NASA’nın Güneş Dinamikleri Gözlemevi, Güneş yüzeyinde Dünya’nın 23 katı büyüklüğünde bir koronal delik keşfetti. 8-11 Eylül arasında kaydedilen bu devasa yapının, gezegenimize doğru hızlı güneş rüzgarlarını saldığı ifade ediliyor. Uzmanlar, bu rüzgarların 14 Eylül’de Dünya’ya ulaşarak teknolojik altyapıda jeomanyetik fırtınaya yol açabileceğini belirtiyor.
Koronal delikler, Güneş’in manyetik alanının uzaya açıldığı, sıcak plazmanın zayıf olduğu bölgeler olarak tanımlanır. Bu bölgelerden kaçan yüksek hızlı rüzgarlar Dünya’nın manyetik alanıyla etkileşince jeomanyetik fırtına oluşumuna zemin hazırlar. Yaklaşan bu fırtınanın şiddeti G1-G2 aralığında öngörülüyor; iletişim sistemlerinde ve elektrik şebekelerinde bazı küçük ama anlamlı aksamaların yaşanabileceği belirtiliyor.
Olayın zamanlaması endişeyi artırıyor. Mevcut güneş fırtınası, Dünya’nın manyetik alanının Güneş rüzgarlarına karşı daha geçirgen olduğu Eylül ekinoksu dönemine denk düşüyor. Russell-McPherron etkisi olarak bilinen bu durum, ekinoks zamanlarında jeomanyetik fırtına olasılığını iki katına çıkarabilir. Bilim insanları, fırtınanın uydular ve elektrik şebekeleri üzerindeki potansiyel etkilerini yakından izliyor.

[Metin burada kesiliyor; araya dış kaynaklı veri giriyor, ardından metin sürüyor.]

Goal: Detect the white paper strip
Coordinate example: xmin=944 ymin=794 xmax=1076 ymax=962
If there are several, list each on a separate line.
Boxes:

Jeomanyetik fırtınalar insanların günlük yaşamı için doğrudan tehdit oluşturmasa da, teknolojik altyapıda kesintilere yol açabilir. Ayrıca, özellikle kutup bölgelerine yakın bölgelerde, normalden çok daha parlak ve geniş alanlarda görülebilecek Kuzey Işıkları (aurora) bu olayın potansiyel bir yan etkisi olarak gündeme geliyor. Bilim dünyası, yarın Dünya’ya ulaşması beklenen bu kozmik gerilimleri takip etmeye devam ediyor.